The Legislature approves these projects based on cost estimates provided by ODOT and then ODOT treats this as a mandate to pay whatever cost-overruns the project incurs. In the case of the I-5 Rose Quarter project, the Legislature was told it would cost $450 million in 2017; the current price tag is now estimated at as much as $1.45 billion. ODOT told the Legislature the I-205 Abernethy Bridge would cost $250 million; its price tag has doubled to nearly $500 million. These cost overruns directly reduce funding available for maintenance. By failing to correctly estimate costs, and by always paying for cost-overruns, ODOT’s actual policy prioritizes new capacity construction over maintenance.
Diverting maintenance funds to new construction
ODOT routinely diverts funds allocated to and available for maintenance to fund capital construction projects.
It used interstate maintenance discretionary funds to pay for the planning of the failed Columbia River Crossing project. It diverted funds that could otherwise be used for maintenance to pay for the Interstate Bridge Replacement project. It routinely prioritizes capital construction in the use of “unanticipated federal funds” and “project savings.” It cobbled together just these funding sources to pay for the initial work on the I-205 Abernethy Bridge before the Legislature authorized any funding for the project. Each year it gets a tranche of what it calls “unexpected” federal funds (federal money that is unspent from nationally competitive programs that is allocated to the states). At its July, 2022 meeting ODOT recommended (and the OTC approved) using this money, which could be applied to the maintenance backlog, to fund $10 million towards the Interstate Bridge Replacement project.
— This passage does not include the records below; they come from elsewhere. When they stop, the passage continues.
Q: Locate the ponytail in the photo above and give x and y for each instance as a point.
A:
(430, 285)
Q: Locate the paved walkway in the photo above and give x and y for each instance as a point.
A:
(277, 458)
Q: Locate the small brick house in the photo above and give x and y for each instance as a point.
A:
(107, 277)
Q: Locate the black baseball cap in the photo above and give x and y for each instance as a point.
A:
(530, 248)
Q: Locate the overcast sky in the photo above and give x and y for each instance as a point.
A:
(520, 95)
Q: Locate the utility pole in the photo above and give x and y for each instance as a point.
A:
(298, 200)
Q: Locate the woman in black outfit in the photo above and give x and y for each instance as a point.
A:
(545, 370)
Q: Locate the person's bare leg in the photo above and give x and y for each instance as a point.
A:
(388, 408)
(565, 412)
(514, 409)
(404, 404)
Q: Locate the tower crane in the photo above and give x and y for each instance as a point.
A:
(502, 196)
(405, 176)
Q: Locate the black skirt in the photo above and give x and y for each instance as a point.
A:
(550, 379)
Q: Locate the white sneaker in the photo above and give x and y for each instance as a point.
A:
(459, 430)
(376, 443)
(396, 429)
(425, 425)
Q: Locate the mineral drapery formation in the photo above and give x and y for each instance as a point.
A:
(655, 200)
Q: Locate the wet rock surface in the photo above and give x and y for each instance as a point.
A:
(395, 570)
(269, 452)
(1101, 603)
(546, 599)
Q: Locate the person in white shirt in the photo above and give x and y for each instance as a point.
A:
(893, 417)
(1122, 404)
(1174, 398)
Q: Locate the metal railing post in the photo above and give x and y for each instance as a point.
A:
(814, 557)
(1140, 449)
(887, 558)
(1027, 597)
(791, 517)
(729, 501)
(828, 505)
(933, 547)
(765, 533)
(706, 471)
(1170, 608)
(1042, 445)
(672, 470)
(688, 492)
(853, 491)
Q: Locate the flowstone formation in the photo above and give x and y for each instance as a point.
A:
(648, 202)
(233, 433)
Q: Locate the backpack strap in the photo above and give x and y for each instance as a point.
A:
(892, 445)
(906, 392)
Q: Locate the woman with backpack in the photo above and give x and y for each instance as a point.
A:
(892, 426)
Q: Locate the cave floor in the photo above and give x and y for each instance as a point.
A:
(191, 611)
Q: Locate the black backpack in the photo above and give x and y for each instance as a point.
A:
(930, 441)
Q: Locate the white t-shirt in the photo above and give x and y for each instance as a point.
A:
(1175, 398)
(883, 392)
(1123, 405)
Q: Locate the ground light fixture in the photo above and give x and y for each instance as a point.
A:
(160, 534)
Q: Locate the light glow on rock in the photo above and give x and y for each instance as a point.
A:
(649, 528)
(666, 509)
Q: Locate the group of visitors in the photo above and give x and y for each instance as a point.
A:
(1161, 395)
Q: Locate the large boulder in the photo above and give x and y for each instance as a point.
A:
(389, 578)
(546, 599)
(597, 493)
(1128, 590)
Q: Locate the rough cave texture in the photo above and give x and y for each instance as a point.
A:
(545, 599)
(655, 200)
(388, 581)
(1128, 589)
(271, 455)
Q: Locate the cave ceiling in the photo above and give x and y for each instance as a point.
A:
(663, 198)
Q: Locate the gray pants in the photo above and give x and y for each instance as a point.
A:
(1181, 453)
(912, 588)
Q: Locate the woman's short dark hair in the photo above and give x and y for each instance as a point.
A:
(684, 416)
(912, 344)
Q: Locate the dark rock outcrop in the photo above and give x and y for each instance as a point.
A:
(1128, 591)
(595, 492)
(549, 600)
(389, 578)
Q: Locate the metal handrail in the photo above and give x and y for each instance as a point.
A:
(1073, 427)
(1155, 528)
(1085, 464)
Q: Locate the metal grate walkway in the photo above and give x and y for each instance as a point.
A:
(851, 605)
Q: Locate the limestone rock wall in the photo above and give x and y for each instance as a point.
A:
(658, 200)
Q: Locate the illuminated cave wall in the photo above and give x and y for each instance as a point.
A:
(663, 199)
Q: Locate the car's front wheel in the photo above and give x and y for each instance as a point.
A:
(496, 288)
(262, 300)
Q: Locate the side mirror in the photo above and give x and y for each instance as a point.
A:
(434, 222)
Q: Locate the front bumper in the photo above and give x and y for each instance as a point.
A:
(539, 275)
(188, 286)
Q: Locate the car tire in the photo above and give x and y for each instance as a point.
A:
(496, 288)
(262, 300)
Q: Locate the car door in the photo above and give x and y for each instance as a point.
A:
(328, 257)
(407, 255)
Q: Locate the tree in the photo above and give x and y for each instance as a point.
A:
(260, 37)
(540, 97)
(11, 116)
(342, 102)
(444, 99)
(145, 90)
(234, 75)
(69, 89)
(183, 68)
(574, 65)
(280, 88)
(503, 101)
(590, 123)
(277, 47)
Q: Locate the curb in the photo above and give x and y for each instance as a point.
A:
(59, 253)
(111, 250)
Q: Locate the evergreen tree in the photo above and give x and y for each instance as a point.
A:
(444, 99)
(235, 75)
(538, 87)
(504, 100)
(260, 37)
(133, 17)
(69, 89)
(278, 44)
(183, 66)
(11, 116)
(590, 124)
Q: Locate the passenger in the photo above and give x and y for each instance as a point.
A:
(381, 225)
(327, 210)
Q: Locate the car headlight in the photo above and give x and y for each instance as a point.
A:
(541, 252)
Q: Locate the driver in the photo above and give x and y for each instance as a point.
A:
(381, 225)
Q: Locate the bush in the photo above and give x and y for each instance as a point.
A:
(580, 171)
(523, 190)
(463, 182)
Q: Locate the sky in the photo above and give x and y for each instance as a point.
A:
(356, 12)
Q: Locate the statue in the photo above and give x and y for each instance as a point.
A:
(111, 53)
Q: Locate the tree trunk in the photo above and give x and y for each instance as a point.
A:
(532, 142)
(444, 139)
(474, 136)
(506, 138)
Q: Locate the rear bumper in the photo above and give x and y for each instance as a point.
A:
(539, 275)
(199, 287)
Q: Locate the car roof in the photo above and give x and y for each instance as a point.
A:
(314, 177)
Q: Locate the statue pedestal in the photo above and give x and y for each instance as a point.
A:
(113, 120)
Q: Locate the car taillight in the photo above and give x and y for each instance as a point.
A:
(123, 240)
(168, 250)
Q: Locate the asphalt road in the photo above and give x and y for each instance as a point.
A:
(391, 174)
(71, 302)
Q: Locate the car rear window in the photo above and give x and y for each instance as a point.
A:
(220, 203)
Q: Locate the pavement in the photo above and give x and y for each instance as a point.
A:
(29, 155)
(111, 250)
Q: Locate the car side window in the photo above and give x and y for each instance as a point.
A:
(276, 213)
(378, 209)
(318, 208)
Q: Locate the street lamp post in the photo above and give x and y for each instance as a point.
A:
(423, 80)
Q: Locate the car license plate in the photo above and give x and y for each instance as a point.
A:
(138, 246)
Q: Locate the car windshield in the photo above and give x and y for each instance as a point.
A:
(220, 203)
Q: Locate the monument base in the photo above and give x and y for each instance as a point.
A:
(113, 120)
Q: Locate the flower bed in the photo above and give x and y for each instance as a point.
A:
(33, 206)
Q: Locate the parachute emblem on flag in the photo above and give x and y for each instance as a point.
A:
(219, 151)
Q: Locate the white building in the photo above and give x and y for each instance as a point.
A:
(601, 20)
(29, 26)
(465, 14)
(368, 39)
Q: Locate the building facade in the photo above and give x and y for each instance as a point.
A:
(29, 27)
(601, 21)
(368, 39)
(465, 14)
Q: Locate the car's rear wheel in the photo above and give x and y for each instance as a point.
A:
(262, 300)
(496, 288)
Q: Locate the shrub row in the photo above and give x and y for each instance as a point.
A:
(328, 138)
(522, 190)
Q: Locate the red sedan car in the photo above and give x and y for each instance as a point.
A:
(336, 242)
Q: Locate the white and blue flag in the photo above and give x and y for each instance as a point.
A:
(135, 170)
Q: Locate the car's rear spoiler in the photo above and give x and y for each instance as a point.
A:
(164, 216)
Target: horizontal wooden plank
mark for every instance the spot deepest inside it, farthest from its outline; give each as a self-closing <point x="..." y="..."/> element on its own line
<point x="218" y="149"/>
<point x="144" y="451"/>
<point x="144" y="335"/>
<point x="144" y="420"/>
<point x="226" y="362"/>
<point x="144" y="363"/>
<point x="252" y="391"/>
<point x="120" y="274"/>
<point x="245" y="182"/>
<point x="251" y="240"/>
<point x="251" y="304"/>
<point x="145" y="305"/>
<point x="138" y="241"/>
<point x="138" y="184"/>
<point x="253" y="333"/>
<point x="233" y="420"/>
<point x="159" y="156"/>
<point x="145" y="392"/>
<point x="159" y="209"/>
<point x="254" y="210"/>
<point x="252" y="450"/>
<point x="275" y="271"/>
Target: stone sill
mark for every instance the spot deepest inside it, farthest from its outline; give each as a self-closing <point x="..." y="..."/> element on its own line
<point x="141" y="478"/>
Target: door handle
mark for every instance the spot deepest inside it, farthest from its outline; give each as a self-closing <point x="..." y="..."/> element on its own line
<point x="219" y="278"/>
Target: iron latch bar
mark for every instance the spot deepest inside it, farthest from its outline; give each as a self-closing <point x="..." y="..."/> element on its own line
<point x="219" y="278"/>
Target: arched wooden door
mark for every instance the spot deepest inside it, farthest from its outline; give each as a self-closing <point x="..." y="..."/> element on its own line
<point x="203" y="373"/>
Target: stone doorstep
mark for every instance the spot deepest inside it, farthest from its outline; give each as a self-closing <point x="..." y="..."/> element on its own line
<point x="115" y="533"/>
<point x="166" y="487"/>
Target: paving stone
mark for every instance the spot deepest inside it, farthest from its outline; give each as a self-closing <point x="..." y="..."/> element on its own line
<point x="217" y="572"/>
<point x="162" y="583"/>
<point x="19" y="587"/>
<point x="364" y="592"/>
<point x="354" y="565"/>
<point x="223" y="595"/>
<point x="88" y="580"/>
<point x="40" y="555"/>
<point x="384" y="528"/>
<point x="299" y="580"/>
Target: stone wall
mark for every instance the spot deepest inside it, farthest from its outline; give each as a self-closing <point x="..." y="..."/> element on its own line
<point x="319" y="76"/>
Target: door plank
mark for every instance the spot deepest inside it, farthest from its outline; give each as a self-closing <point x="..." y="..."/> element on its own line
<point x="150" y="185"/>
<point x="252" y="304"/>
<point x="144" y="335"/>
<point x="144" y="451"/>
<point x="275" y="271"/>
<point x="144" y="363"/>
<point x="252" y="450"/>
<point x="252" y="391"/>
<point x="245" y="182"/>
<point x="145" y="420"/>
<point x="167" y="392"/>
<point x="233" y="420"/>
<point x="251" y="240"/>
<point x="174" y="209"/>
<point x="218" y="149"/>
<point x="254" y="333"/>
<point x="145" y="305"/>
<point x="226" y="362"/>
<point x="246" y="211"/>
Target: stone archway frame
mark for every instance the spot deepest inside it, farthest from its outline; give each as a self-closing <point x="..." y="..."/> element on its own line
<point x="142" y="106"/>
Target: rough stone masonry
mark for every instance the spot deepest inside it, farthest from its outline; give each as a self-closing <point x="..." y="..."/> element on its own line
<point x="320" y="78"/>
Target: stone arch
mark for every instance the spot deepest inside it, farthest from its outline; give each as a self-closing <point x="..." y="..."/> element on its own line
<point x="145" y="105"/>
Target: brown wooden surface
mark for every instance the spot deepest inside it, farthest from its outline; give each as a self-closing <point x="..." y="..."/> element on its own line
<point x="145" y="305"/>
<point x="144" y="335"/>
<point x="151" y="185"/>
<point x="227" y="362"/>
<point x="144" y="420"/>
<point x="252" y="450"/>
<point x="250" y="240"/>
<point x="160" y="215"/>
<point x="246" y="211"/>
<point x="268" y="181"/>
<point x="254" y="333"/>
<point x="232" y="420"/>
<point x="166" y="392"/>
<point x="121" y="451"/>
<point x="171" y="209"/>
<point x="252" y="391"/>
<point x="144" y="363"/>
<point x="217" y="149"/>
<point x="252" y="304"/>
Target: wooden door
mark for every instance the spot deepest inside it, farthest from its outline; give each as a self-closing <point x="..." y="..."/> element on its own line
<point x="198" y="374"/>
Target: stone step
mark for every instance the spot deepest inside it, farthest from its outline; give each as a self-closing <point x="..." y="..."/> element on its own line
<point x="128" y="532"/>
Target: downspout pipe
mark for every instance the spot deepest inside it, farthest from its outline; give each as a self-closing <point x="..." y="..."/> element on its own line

This bias toward highway expansion at the expense of maintenance will be amplified by ODOT plans to issue massive amounts of debt for new highway construction. ODOT is pursuing a risky bonding strategy for billions of dollars of Portland-area freeway expansion projects, that effectively pledges to use maintenance monies to repay bond-holders. HB 3055 allows ODOT to pledge all of its state and federal funds to the repayment of toll-backed bonds. If toll revenues are less than projected–which happens frequently–ODOT would be legally obligated to cut funding for maintenance statewide to pay back bond holders.
Bait and switch
For years, ODOT has come to the Legislature, pleading poverty: It doesn’t have enough money to maintain our roads, therefore, we need to increase gas taxes, weight-mile taxes and registration fees. Then, when the Legislature authorizes higher taxes, ODOT uses this money not to reduce the maintenance backlog, but instead to fund giant new construction projects. When these projects go over budget, it cannibalizes funds that could be used for maintenance, and comes back to the Legislature, again pointing to its self-created backlog of funding needs to fix potholes and preserve bridges. In reality, Oregon is a “fix it last” or “fix it never” state: the maintenance spending backlog is just a perpetual excuse to force the Legisalture and taxpayers to give the agency more money, which it will then plow into expanding roadways.